Geography
- Location: 1409 Sixth Street in Fort Lauderdale, Florida, United States
- Coordinates: 26°07′48″N 80°09′37″W﻿ / ﻿26.129889°N 80.160210°W

Organization
- Type: General
- Affiliated university: African American

History
- Opened: 1938
- Closed: after 1964

Links
- Lists: Hospitals in Florida

= Provident Hospital (Fort Lauderdale) =

Provident Hospital was a small facility in Fort Lauderdale, Florida. It was founded in 1938 by two African-American physicians, Von D. Mizell and James Sistrunk; none of the existing hospitals in Fort Lauderdale would accept African-American patients. In 1937, a young black man named John McBride was shot in the stomach by a car full of white men rumored to be members of the Ku Klux Klan.

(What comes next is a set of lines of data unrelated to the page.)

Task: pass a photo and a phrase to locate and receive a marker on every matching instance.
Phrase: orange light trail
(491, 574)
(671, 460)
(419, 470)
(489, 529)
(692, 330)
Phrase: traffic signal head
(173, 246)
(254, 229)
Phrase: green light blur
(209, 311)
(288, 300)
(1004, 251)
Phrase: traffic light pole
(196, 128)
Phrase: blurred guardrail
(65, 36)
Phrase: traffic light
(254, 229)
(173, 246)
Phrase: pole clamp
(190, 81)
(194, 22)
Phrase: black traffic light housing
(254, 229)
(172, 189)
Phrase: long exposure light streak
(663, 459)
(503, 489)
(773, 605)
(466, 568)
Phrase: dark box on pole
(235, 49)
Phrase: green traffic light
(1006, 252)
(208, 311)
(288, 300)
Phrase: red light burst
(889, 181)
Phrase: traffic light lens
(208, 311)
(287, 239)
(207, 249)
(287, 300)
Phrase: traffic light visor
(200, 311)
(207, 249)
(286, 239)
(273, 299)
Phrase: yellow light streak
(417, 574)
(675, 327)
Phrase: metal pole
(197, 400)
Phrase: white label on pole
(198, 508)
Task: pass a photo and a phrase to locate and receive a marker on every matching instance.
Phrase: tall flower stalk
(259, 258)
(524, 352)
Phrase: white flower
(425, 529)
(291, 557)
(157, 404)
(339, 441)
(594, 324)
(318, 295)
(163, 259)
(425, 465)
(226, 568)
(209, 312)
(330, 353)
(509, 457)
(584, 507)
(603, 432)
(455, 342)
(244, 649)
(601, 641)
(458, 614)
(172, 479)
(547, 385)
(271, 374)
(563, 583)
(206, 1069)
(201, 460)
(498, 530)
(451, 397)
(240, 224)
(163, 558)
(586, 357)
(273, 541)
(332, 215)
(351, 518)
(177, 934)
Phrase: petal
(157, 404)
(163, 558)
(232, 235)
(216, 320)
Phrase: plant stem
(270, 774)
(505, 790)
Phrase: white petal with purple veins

Hospitals in the area near the Pompano Beach shooting at first refused to admit him. A black physician, Dr. Von D. Mizell, ultimately persuaded one of them to take him in. But the hospital later insisted on moving McBride to a rundown sanitarium, where he soon died.

The hospital was torn down by the city after the city's hospitals were integrated after passage of the Civil Rights Act of 1964, and Medicare refused to support segregated hospitals. The building was replaced by the Mizell Center, a community center.